このヒートシールラッカー組成物の溶液を用い、実施例1と同様にして積層体に作製し、その剥離強度及び耐内容物性剥離強度を実施例1と同様にして測定してそれらの結果を表1に示した。
【0030】
(実施例3)
フラスコにタフテックM1913を100部入れ、トルエン200部及びメチルエチルケトン100部を加えて80℃で溶解した。これに、スチレン50部、メチルメタクリレート50部及びベンゾイルパーオキシド10部の混合溶液を80℃で2時間掛けて滴下し、撹拌して反応を1時間行った。その後、ベンゾイルパーオキシドを1部加え、2時間反応を継続した。次に、トルエン(1容量部)及びメチルエチルケトン(1容量部)の混合溶剤で不揮発分が33質量%になるように希釈後、冷却して本発明のヒートシールラッカー組成物の溶液を調製した。この組成物の溶液を用い、実施例1と同様にして積層体を作製し、その剥離強度及び耐内容物性剥離強度を実施例1と同様にして測定してそれらの結果を表1に示した。
【0031】
(比較例1)
メチルエチルケトン50部に、カルボキシル基変性された塩化ビニル−酢酸ビニル共重合体(商品名:ユーカー VMCH、ユニオン・カーバイト社製)15部及び熱可塑性アクリル系ポリマー(商品名:ポラロイド B−66、ローム&ハース社製)35部を溶解して、従来型のヒートシールラッカー組成物の溶液を調製した。この組成物の溶液を用い、実施例1と同様にして積層体を作製し、その剥離強度及び耐内容物性剥離強度を実施例1と同様にして測定してそれらの結果を表1に示した。
【0032】
(比較例2)
タフテックM1913の代りに、タフテックH1043を用いた以外は実施例1と同様にして積層体を作製し、その剥離強度及び耐内容物性剥離強度を実施例1と同様にして測定してそれらの結果を表1に示した。
【0033】
【表1】
Figure 0003990160
【0034】
表1の結果から、本発明のヒートシールラッカー組成物は、従来のカルボキシル基変性された塩化ビニル−酢酸ビニル共重合体を成分とする組成物と同等か、それ以上の剥離強度を有することが判る。
【0035】
【発明の効果】
本発明のヒートシールラッカー組成物は、その内部に塩素原子を含有せず、従来主として用いられている塩化ビニル−酢酸ビニル共重合体を成分とするヒートシールラッカー組成物と同等ないしそれ以上の剥離強度を有している。

Claims (11)

  1. プラスチック容器のサーモフォーム(フィル)シールパックにおいて使用される蓋材に塗布するヒートシールラッカー組成物であって、有機酸基を有するスチレン系ブロック共重合体(A)、有機酸基を有しないスチレン系ブロック共重合体(B)、及び充填剤(D)を含有することを特徴とするヒートシールラッカー組成物。

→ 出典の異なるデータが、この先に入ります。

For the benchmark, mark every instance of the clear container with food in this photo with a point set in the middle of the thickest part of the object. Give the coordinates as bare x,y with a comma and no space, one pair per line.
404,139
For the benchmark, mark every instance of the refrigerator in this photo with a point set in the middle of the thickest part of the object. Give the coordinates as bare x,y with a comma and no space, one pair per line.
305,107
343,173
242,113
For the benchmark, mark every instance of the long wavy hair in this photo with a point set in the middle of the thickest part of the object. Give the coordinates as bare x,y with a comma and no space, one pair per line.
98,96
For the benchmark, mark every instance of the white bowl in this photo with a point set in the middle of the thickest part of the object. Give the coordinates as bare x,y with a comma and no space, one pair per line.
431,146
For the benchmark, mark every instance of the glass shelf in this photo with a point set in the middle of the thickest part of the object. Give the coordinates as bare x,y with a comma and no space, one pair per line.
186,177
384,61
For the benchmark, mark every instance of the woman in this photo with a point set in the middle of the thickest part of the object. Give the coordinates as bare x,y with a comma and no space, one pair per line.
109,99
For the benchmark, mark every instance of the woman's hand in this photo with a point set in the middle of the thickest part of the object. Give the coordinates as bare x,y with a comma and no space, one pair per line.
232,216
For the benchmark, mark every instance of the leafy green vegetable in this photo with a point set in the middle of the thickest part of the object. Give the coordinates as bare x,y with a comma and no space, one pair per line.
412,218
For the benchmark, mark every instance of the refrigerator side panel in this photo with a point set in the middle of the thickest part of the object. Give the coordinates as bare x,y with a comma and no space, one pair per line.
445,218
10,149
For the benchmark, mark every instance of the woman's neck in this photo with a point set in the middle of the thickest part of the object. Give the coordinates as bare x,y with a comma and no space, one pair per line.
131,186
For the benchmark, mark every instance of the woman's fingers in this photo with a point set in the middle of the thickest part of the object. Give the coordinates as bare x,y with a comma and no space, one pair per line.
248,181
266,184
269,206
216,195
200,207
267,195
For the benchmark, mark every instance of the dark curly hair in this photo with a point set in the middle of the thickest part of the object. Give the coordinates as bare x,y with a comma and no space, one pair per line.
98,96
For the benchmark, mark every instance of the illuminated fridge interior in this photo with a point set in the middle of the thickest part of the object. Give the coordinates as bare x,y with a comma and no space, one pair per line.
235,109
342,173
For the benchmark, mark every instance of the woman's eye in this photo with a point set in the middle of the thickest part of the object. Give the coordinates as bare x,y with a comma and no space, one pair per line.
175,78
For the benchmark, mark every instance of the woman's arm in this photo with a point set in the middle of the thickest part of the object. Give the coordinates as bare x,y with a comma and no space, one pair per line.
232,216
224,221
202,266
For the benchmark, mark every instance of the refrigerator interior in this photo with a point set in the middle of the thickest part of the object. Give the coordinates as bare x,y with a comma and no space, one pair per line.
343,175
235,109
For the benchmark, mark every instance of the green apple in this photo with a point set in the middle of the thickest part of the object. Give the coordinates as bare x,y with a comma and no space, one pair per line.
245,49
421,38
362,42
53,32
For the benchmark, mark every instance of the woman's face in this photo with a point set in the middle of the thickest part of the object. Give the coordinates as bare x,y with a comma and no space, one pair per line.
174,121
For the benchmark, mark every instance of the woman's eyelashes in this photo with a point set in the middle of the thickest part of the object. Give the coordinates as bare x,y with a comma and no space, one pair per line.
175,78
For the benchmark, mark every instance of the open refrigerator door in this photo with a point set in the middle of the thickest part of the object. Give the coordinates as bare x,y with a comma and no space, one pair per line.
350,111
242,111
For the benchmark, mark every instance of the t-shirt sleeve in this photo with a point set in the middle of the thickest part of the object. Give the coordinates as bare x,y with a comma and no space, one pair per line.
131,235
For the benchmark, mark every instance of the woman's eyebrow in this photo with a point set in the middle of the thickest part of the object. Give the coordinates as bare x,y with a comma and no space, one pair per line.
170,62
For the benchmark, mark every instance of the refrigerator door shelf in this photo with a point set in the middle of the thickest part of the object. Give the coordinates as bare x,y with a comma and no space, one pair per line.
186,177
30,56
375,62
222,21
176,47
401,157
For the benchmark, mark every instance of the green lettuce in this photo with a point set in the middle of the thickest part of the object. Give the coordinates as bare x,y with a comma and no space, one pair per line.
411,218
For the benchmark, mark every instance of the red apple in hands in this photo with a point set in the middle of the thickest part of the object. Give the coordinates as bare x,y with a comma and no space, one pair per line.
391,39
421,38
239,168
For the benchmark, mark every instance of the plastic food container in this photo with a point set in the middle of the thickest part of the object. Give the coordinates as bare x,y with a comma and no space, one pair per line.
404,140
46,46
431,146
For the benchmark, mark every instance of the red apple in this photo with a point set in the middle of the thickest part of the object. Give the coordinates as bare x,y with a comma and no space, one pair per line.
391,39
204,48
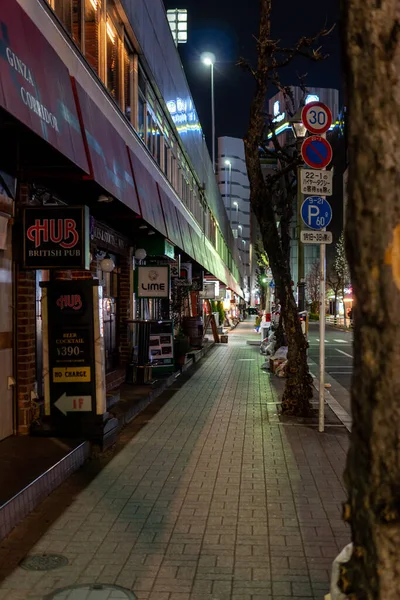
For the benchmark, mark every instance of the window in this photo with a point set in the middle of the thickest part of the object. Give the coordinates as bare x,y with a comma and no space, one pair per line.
70,14
128,80
113,62
141,121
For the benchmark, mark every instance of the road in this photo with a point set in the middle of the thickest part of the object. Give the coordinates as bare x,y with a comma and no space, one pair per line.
338,354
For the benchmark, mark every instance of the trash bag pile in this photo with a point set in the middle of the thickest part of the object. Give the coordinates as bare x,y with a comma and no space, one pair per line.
343,557
267,346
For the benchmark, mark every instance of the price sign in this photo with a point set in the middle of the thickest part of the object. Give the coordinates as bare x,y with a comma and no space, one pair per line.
316,182
316,117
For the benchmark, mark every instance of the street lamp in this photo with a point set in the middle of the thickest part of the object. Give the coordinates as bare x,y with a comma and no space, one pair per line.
237,212
229,165
299,132
208,58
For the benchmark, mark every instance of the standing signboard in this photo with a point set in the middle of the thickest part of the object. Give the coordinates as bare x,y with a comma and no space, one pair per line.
56,237
73,354
152,281
161,346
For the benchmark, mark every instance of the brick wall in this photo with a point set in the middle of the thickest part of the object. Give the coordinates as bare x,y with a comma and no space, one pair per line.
26,347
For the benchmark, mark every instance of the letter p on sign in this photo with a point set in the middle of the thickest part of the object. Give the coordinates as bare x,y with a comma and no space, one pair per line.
313,211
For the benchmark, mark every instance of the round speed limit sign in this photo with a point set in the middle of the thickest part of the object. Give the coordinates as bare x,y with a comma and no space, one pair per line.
316,117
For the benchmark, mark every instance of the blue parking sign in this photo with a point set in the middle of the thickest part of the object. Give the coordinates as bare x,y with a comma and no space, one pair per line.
316,212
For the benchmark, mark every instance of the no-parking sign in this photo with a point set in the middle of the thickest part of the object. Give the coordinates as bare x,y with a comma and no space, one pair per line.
316,117
316,152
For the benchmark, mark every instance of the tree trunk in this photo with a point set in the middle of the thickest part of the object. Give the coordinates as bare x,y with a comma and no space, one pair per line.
372,62
298,390
335,308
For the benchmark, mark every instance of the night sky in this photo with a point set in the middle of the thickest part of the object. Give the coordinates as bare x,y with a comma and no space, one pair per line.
227,28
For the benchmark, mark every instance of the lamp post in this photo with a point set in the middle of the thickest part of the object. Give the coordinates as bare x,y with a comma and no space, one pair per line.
229,165
237,214
299,132
208,58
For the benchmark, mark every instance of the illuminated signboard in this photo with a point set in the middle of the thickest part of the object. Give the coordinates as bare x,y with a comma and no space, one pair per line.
183,114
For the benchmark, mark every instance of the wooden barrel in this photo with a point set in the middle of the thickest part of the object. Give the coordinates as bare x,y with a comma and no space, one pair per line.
193,327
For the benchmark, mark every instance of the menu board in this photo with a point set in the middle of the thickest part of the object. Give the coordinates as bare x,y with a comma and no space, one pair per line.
161,345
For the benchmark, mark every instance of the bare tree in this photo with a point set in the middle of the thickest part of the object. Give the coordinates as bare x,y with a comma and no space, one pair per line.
334,281
271,57
341,267
312,286
371,44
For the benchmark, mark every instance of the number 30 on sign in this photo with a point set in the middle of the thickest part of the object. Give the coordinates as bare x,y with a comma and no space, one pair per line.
316,117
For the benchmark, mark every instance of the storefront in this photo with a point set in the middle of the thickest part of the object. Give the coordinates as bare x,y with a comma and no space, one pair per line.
6,317
112,265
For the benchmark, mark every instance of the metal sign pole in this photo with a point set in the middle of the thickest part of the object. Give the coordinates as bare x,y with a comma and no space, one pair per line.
317,153
321,415
322,293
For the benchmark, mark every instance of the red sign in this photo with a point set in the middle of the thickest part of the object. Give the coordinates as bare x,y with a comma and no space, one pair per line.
73,301
56,237
316,117
57,231
316,152
35,86
108,152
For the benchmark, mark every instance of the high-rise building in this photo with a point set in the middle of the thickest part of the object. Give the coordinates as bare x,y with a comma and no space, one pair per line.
235,191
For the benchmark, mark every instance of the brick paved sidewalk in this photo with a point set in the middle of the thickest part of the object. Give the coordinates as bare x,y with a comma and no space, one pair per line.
212,499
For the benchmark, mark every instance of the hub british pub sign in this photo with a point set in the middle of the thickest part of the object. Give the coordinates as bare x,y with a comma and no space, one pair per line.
56,237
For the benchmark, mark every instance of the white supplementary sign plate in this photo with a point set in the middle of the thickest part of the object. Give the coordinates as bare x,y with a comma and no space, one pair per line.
318,182
316,237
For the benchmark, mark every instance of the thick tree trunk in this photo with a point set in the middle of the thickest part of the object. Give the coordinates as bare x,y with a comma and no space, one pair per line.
372,62
298,390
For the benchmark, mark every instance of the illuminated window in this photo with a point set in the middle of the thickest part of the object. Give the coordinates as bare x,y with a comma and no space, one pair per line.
70,13
92,21
128,80
113,62
141,117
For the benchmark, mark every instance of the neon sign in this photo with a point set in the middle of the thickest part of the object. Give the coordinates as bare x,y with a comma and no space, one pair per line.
183,114
278,116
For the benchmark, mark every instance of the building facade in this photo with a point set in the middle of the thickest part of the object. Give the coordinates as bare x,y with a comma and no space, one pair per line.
95,112
235,190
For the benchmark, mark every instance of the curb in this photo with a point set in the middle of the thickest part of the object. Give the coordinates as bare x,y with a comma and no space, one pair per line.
334,405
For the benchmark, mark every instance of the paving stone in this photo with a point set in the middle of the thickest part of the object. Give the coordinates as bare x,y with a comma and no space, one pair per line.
214,499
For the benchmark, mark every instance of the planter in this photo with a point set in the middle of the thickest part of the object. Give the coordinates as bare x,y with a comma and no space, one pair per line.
181,348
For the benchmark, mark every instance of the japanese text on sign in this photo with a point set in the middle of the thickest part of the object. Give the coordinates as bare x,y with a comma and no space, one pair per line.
316,237
316,182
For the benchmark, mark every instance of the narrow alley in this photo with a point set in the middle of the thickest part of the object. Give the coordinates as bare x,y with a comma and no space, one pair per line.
214,497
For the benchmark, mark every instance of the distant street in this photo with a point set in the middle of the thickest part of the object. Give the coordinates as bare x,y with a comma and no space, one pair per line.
338,353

  2. 有機酸基を有するスチレン系ブロック共重合体(A)100質量部当り、有機酸基を有しないスチレン系ブロック共重合体(B)を1,000質量部以下含有し、有機酸基を有するスチレン系ブロック共重合体(A)と有機酸基を有しないスチレン系ブロック共重合体(B)との混合物100質量部当り、充填剤(D)を、10〜200質量部含有することを特徴とする請求項1に記載のヒートシールラッカー組成物。
  3. さらに、ビニル重合体(C)を含有する請求項1に記載のヒートシールラッカー組成物。
  4. 有機酸基を有するスチレン系ブロック共重合体(A)100質量部当り、有機酸基を有しないスチレン系ブロック共重合体(B)を1,000質量部以下含有し、有機酸基を有するスチレン系ブロック共重合体(A)と有機酸基を有しないスチレン系ブロック共重合体(B)との混合物100質量部当り、ビニル重合体(C)を1,000質量部以下含有し、有機酸基を有するスチレン系ブロック共重合体(A)と有機酸基を有しないスチレン系ブロック共重合体(B)とビニル重合体(C)との混合物100質量部当り、充填剤(D)を10〜200質量部含有することを特徴とする請求項3に記載のヒートシールラッカー組成物。
  5. ビニル重合体(C)が、アクリル系ポリマー及びスチレン系ポリマーから選ばれるポリマーであることを特徴とする請求項3又は請求項4に記載のヒートシールラッカー組成物。
  6. 有機酸基を有するスチレン系ブロック共重合体(A)が、有機酸基を有するスチレン−エチレンブチレン−スチレンブロック共重合体であることを特徴とする請求項1〜5のいずれか1項に記載のヒートシールラッカー組成物。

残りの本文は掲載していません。